Siapa saya hingga menyimpan cemas? Saya kawannya. Tak lebih dan tak kurang. Berbagi kecemasan antar-kawan adalah soal lumrah saja.
Siapa dia dan bergerak ke podium apa? Ini cerita tentang Anies Baswedan dan podium di acara Apel Siaga Perubahan Partai NasDem di Gelora Bung Karno, Minggu sore, 16 Juli 2023.
Saya mengenal Anies sebagai komunikator publik yang cakap. Salah satu yang tercakap. Tapi beberapa kali, belakangan ini, saya lihat Anies menghabiskan energi berlebihan untuk melontarkan banyak kritik terbuka untuk pemerintahan saat ini.
Mengeritik pemerintah baik-baik saja. Bahkan perlu. Tapi, secara instingtif saya merasa, jauh lebih baik bagi Anies untuk fokus pada apa yang hendak ia kerjakan.

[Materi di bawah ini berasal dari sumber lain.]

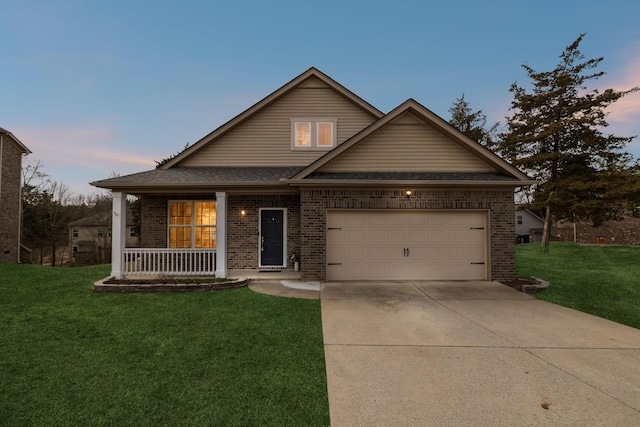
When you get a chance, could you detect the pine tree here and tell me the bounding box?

Secara instingtif saya merasa peluangnya untuk memenangi Pilpres 2024 lebih terbuka dengan fokus memaknai “continuity and change” yang ia pidatokan saat menerima penunjukan Partai NasDem sebagai Calon Presiden, 3 Oktober 2022 lalu.
Yang saya maksudkan fokus, bukanlah bicara soal kesinambungan dan perubahan itu pada tataran gagasan-gagasan besar. Yang saya maksudkan memaknai itu adalah menegaskan komitmen-komitmen kerjanya yang konkret untuk warga, untuk rakyat, dalam kerangka kesinambungan dan perubahan.
Anies harus fokus pada yang ia tawarkan; bukan pada yang Presiden Jokowi abaikan. Anies boleh memberi pengantar berupa gagasan-gagasan besar, tapi daging utama komunikasinya harus berupa tawaran-tawaran konkret, jalan keluar bersahaja dari masalah-masalah warga sehari-hari.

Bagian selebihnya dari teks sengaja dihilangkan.